User Group Leader: Daniela Stan
https://www.nipne.ro/
Venue: BNC-WIGNER, BNC-EK
The project intended to determine the composition of paste, colorants, and opacifiers of colored Byzantine, late medieval and modern Murano glass.
The goal of this experiment was to determine the historical evolution of colored glass production technology – from paste (glass “clay”) recipes to colorants and opacifiers in the Second Millenium B C. For pigments studies (painted glass), external milli-PIXE is a very suitable method, mainly because the pigments are localized in a near-surface layer of the samples. To analyze the paste (”bulk”) – main glass components, colorants, opacifiers – PGAA measurements are indispensable. A comparison with the similar results on medieval glass (paste, colorants, opacifiers, and pigments) published in literature will be finally performed.
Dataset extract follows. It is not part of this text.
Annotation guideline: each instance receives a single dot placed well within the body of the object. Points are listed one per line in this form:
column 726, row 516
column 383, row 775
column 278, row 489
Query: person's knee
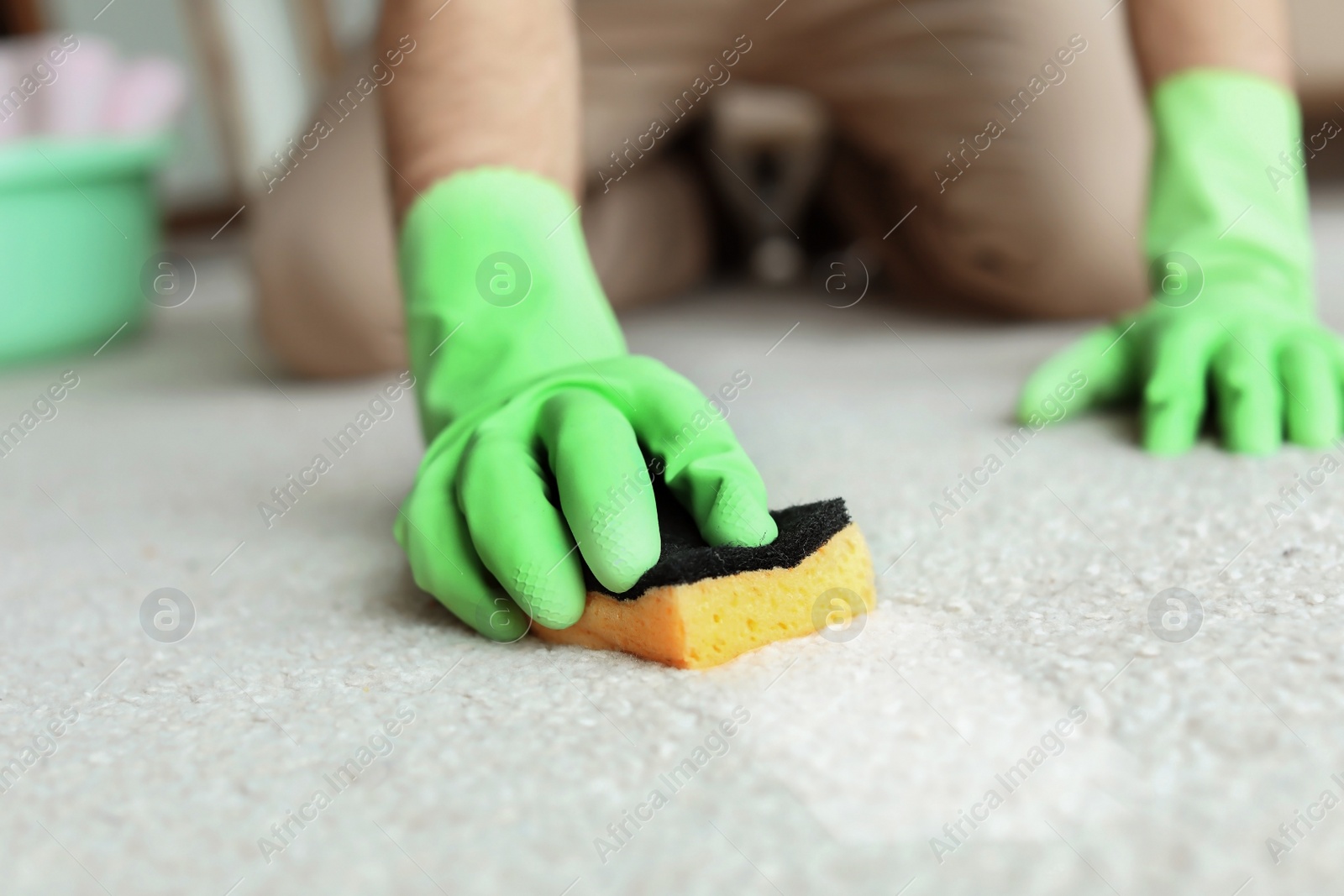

The aim was to determine the chemical components responsible for the color of both glass and painting – using External milli-beam PIXE and light elements from glass paste (B, Na, Mg, Al, Cl etc) – using PGAA. We started with 30 colored (blue, red, violet, white, brown) glass fragments from some Byzantine painted bracelets, analyzing both the glass and the mineral pigments (yellow, red, brown, green, blue) from the painting. The blue color of the glass is given by cobalt, as expected. Dark blue to black color in the glass is given mainly by manganese but mixed with cobalt and iron. The red color is given by copper. The identification of recipes for pigments is in progress. We continued with 10 colored glass samples from 17-18 Centuries discovered during the architectural restoration of two Churches in Bucharest. The main result was the use of lead in obtaining a transparent glass. Finally, we analyzed 10 modern Murano colored glass samples, partially also painted, to determine the chemical elements used as colorants and metallic painting pigments. The main results are the use of zinc for glass transparency, cobalt for blue, copper for dark red, cobalt for dark green, chromium and copper for green, and the most unexpected result: selenium for brown-orange. A complete final identification of glass colorants and pigments is in progress.
With PGAA were measured 23 Byzantine, 7 medieval and 8 modern Murano glass. In general, the major components: H, Na, Mg, Al, Si, K, Ca, and also B, S, Cl, Ti, Mn, Fe, Cu, Co are quantitatively measured. Data analysis is in progress.